Social media can kill your prospects. We’ve all read in the news about the Wall Street firm that rejected a potential employee because of a questionable party photo on Facebook. Well, a top studio in New York just passed on a student intern because of what they saw when they Googled him. Employers are going to check you out. Count on it. Truth: If you want a job, clean up your e-trail; you won’t get a second chance.
Your attitude is more important than your education. Sounds odd coming from a teacher, I know, but less often than I’d like, a student or students come along who make me think, “This person would be successful no matter what.” I’m teaching two students now who are sharp, interesting to converse with, always willing to take on something new, and very smart. I’d hire them in a heartbeat. I wouldn’t care if they knew anything at all about audio. I could train them and they’d be awesome. The best part? They don’t act like they know what they know. They operate at a high level but are humble and willing to learn. Truth: You don’t have to be a superhero to be successful, just engaged and easy to be around in a windowless room for eight hours or more.
You probably won’t end up doing what you envision. Job availability, competition, the economy, changes in the industry—these are all things you have no control over. But you can start down the right path by having the basics covered that are under your control: Location, transportation, money to support yourself and a career plan, even a rough one. If this means having a non-audio job for a while, then do it. Truth: Not going where the work is will kill your career. You’ve just bought your education, now use it in a place where you can find work. If that means going back to your hometown, make sure there is opportunity; if there isn’t, go where the work is!
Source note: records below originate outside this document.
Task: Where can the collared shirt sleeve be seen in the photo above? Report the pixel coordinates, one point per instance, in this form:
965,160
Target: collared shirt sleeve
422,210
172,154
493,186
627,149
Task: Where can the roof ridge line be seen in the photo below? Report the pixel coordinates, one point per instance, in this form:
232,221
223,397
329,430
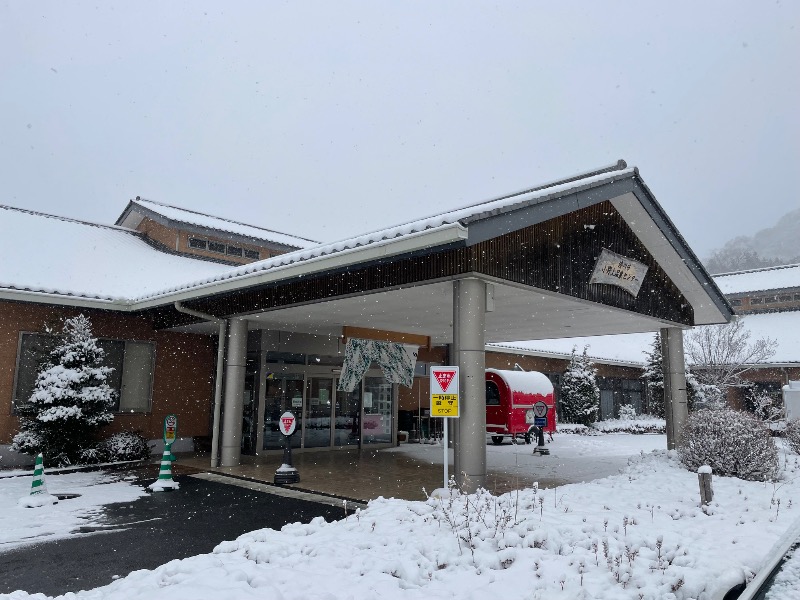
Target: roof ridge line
197,212
757,270
38,213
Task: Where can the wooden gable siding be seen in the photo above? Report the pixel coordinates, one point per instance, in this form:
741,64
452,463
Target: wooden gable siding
557,255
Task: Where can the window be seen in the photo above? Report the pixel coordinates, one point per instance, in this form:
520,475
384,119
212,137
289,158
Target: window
492,394
132,377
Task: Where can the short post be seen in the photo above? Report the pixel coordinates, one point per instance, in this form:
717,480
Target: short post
286,473
704,477
38,486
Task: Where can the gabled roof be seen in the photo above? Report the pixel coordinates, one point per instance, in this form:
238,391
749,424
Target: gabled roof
67,261
759,280
174,216
476,223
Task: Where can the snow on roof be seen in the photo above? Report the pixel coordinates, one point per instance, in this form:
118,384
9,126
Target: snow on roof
783,327
759,280
449,218
625,348
56,255
199,219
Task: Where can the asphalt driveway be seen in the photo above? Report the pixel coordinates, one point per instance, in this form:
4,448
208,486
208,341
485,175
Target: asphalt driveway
150,532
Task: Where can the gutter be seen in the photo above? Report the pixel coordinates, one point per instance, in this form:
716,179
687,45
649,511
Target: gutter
218,382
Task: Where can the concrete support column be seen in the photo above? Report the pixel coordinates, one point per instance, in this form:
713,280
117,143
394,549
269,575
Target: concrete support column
469,329
676,404
235,361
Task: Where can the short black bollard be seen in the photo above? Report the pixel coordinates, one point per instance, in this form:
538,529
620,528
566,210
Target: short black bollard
286,473
704,478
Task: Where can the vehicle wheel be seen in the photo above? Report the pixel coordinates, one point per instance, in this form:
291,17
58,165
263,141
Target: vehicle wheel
531,433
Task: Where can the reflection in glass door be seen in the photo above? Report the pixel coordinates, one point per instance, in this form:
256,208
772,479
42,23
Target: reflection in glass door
319,408
347,431
377,401
284,391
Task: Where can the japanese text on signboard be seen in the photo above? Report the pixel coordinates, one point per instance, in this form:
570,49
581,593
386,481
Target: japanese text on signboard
615,269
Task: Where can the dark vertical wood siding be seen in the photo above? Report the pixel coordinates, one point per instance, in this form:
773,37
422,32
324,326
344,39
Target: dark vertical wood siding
558,255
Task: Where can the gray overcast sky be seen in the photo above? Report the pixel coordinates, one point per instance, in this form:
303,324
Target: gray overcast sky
328,119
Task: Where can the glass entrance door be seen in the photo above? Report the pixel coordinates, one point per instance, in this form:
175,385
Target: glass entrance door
319,412
347,431
377,401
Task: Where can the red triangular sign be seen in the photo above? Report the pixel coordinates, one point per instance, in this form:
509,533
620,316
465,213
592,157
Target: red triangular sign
444,378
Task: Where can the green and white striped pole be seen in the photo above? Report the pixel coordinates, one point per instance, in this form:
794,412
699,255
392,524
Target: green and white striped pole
165,482
38,486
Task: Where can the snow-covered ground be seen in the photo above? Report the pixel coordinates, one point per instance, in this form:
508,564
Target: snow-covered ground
572,458
20,525
638,534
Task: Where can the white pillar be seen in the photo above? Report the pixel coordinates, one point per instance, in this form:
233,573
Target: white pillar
235,361
676,407
469,328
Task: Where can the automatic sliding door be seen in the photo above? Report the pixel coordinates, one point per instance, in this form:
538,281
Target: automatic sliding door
378,406
319,407
347,431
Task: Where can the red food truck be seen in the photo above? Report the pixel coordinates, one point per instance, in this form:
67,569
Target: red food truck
516,402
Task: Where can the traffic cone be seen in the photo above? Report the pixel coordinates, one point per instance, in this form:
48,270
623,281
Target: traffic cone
38,486
165,482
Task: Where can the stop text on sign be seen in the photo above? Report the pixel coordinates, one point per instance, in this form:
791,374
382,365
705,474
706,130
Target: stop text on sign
444,392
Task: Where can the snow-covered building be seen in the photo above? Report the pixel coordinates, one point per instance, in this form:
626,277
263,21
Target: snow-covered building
228,345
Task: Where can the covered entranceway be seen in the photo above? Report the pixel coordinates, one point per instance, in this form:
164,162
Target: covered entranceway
591,255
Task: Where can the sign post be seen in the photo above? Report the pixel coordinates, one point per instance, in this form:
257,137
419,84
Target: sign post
286,473
444,403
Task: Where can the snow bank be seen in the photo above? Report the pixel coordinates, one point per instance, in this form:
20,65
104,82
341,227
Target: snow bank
641,534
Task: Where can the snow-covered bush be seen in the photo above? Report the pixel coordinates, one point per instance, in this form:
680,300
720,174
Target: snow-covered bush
627,412
731,442
653,376
642,424
580,395
126,445
71,400
792,435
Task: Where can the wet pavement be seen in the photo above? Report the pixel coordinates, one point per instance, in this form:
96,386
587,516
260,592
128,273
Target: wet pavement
152,531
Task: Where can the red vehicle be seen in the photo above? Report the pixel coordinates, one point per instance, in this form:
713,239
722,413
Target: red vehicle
514,399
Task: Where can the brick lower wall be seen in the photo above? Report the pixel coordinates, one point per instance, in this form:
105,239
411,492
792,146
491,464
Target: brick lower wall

Competition is fierce. All the schools are graduating people wanting the same job as you. You’ve moved to the place with the jobs, now what? If you want to compete, offer an employer more than is expected, make yourself valuable. Service and attitude first; they expect you to know technology. Have a plan to set yourself up for the long haul, and don’t give up. Truth: I run across many students who have no plan for their end game or move to a city and give up because they’re not doing what they want, even after a short time. Arm yourself with the truth: Most of what you can do to build your career is under your control. Don’t buy your own excuses. Business sucks? It sucks everywhere. No money? Get a job and network until your gig comes along. Life is tough? Everyone has challenges. This is a tech column and I’ve not mentioned technology at all. Of course it’s important. Knowing gear, signal flow, computer and DAW operation and basic audio concepts are foundational. But frankly, at the entry level, attitude is more important. You’ve chosen a career with great possibilities and potential for creative freedom, now work it and don’t give up.